The Kia ora coo-ee : the magazine for the ANZACS in the Middle East, 1918
Have you ever met the Sister-With-The-Bed-Making-Mania? She starts early in the morning and makes all the beds, and then spends half of the remainder of the day making them again—the other half being employed in pulling them to pieces. However nicely you make your own bed, it is absorbed in the general remaking process, and you find your best plan is to tidy your bed once, and then retire to the verandah for a day's rest.
Then there's the Sister. Who-Likes-To-Have-Her-Photo Taken. Immediately a new patient appears equipped with a camera, he his placed on a luxurious diet, and his downfall has begun. He uses film after film, produces print after print; and still the question of demand and supply worries him. Finally, in desperation, he breaks his camera.
You surely know the Nervous-Sister-Who-Is-Very-Afraid-Of-Inspections. The news that the Matron is in sight sends her into hysterics, and the simple message that "the Colonel is on his way, Sister", sets her rushing round, annihilating imaginary specks of dust with a courage born of despair; the arrival of the inspecting Colonel and his retinue sees her setting her teeth and keeping her feet by some miracle; and their departure leaves her a nervous wreck in a deck chair. The avidity with which she demolishes the subsequent cup of tea and two biscuits in the little pantry speaks eloquently of her recent mental suffering.

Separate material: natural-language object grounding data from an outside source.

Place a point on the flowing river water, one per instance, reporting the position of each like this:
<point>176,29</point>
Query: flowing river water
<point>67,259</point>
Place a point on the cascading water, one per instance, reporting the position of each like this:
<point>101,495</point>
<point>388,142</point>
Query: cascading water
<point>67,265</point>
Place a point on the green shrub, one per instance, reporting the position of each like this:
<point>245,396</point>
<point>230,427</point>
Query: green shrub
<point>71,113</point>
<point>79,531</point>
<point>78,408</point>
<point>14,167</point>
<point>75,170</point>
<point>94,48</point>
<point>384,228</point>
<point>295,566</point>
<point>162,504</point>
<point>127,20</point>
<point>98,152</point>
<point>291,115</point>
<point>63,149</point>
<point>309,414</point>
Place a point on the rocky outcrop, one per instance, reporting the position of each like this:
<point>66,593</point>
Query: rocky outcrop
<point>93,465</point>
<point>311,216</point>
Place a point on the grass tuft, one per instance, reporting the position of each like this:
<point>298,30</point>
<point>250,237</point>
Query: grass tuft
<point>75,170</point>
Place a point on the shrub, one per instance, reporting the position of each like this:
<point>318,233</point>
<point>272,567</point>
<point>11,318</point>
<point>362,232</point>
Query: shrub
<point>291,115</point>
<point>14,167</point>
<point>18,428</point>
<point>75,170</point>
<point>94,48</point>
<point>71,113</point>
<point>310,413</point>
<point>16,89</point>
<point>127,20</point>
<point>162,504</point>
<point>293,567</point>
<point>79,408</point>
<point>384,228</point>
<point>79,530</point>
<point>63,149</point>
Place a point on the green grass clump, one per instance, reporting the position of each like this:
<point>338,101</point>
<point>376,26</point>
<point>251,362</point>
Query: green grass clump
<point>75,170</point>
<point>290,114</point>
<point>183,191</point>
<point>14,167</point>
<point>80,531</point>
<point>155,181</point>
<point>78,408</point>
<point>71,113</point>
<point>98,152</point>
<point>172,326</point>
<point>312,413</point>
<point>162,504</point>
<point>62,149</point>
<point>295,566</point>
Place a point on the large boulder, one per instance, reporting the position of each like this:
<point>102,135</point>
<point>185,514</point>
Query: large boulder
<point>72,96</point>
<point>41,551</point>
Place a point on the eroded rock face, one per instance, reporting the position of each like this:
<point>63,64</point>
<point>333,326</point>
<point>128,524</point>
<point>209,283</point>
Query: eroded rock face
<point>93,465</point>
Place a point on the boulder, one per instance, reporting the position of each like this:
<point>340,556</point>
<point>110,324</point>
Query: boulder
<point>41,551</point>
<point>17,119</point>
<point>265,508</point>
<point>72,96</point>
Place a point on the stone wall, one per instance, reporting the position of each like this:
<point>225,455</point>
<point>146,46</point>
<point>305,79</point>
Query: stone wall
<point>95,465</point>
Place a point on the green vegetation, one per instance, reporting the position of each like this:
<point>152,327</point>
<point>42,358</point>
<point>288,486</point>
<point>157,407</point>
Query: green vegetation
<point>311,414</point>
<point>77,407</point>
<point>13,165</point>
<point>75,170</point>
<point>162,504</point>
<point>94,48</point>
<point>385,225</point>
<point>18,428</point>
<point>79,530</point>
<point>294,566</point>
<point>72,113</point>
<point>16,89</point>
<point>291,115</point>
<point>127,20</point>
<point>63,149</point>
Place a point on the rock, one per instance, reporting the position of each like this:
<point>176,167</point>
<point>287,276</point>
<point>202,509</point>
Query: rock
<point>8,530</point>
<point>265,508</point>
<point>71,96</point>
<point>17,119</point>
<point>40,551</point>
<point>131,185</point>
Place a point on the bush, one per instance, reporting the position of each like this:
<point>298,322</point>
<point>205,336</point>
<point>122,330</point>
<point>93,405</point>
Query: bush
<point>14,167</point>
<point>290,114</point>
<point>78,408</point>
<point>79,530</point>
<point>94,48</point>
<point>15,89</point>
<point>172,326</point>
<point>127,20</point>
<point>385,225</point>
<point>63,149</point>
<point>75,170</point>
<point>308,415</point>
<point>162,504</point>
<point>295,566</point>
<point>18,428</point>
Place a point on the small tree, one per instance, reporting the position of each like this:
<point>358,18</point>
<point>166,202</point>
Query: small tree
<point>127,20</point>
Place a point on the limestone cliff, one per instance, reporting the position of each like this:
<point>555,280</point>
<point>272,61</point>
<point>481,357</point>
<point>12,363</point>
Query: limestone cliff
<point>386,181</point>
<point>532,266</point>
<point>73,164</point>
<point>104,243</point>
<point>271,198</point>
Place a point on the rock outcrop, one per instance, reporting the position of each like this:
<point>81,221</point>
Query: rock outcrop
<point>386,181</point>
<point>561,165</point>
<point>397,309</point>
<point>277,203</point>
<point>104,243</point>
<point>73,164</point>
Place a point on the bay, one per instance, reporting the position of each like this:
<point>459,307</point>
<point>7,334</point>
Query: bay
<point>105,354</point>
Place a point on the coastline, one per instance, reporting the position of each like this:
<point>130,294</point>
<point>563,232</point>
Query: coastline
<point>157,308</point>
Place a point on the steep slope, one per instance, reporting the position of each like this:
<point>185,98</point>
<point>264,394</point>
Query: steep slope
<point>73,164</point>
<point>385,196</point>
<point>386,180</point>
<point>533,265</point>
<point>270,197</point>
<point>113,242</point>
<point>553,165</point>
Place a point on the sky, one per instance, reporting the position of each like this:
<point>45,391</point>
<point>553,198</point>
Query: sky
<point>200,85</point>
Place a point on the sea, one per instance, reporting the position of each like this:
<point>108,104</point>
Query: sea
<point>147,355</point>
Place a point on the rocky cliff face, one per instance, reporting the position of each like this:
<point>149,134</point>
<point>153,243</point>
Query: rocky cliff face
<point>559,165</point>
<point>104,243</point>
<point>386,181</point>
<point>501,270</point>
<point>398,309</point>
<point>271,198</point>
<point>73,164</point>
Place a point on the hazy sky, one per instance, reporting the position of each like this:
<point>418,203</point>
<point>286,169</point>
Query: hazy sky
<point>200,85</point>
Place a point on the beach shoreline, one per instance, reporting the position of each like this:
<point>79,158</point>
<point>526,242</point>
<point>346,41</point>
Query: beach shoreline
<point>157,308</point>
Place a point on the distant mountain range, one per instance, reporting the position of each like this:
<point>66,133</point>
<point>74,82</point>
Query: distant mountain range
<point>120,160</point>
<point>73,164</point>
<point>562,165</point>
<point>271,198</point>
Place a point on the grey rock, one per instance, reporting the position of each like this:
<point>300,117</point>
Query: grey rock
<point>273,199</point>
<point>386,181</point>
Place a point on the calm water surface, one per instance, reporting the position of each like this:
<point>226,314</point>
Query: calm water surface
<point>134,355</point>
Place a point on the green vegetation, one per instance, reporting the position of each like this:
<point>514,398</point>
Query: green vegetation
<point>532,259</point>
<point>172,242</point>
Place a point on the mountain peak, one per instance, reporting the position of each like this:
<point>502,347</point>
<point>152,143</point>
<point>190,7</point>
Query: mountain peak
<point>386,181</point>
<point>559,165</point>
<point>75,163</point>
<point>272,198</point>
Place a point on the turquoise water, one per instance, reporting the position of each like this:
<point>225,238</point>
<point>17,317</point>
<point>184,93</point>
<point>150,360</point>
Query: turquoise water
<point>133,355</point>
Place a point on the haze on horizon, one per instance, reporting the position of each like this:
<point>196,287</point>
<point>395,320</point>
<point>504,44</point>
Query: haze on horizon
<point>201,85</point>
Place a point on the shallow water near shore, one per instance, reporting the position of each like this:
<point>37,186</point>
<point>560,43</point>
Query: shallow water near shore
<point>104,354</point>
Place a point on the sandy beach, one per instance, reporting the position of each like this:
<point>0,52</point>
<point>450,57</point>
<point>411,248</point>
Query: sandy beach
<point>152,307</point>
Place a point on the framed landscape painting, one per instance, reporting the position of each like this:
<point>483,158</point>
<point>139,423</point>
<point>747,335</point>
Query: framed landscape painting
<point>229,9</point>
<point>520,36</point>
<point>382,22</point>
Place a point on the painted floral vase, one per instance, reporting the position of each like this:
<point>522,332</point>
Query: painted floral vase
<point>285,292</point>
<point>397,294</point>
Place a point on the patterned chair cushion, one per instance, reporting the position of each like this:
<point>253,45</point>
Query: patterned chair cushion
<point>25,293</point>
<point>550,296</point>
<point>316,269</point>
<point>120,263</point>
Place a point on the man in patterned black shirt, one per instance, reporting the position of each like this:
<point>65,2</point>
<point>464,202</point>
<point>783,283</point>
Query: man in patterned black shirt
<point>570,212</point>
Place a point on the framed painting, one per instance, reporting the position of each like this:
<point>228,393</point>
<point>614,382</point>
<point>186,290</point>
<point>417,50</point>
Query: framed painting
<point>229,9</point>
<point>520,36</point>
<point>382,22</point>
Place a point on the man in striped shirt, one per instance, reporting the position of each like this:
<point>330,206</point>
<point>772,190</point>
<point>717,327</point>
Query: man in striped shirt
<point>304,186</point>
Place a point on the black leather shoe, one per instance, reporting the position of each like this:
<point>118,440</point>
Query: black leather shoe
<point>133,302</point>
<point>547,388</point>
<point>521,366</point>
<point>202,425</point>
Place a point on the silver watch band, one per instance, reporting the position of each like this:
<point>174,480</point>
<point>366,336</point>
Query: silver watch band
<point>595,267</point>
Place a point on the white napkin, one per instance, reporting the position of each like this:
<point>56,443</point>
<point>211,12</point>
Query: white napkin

Again, we have the Sister-Who-Will-Stand-No-Nonsense, whose stern and unrelenting visage effectually silences the frivolous youth who would whistle or sing out of turn; and when a poor unfortunate ventures to throw a box of matches across the room, he receives such a look as makes him wither. When this Sister had occasion to reprove a patient (it only happened once) he immediately went out and ate his iron rations.
Then there's the Night-Sister-Who-Must-See-That-You're-Asleep. You get in about a "three-quarter doze", and then waste up with a jump, as you discover that somebody has crept up to your bedside. "Sh-sh" says a gentle voice, "I just wanted to see if you were asleep". Your bewildered senses will only allow of a grunt in reply, and you snuggle off again, and this time get to sleep. At 2 a.m. you're awakened again by the same angelic voice saying, ''Take this, you're coughing". A gulp, a snort, and more sleep. Three thirty, and you're dreaming of home, when you come to life with a tingling feeling in the foot, the result of an accidental knock. "It's all right, old chap, I'm only tucking you in". Two hours later you're awakened again for your wash, and consequent on all this you spend the next day sulking, and feel like going to sleep next night with placards all over you—'I'm always asleep", "I don't want any cough mixture.", "I love sleeping with my feet in the fresh air—it's good for headache". The chances are even then, though, you'd be awakened to see if your nose was bleeding.
Last, but by no means least, is—I was almost ungallant enough to say, O Rara Avis!—the Perfectly-Dinkum-Sister, or the Dinkumly-Per-fect-Sister. She's small, fair, soft pink complexion, always cheerful, bubbling over with life and high spirits, calls you "Boy", doesn't care if your locker's untidy, rejoices with you in your triumphs, condones your faults, and is sorry when you go away; in fact, is a good pal all the time.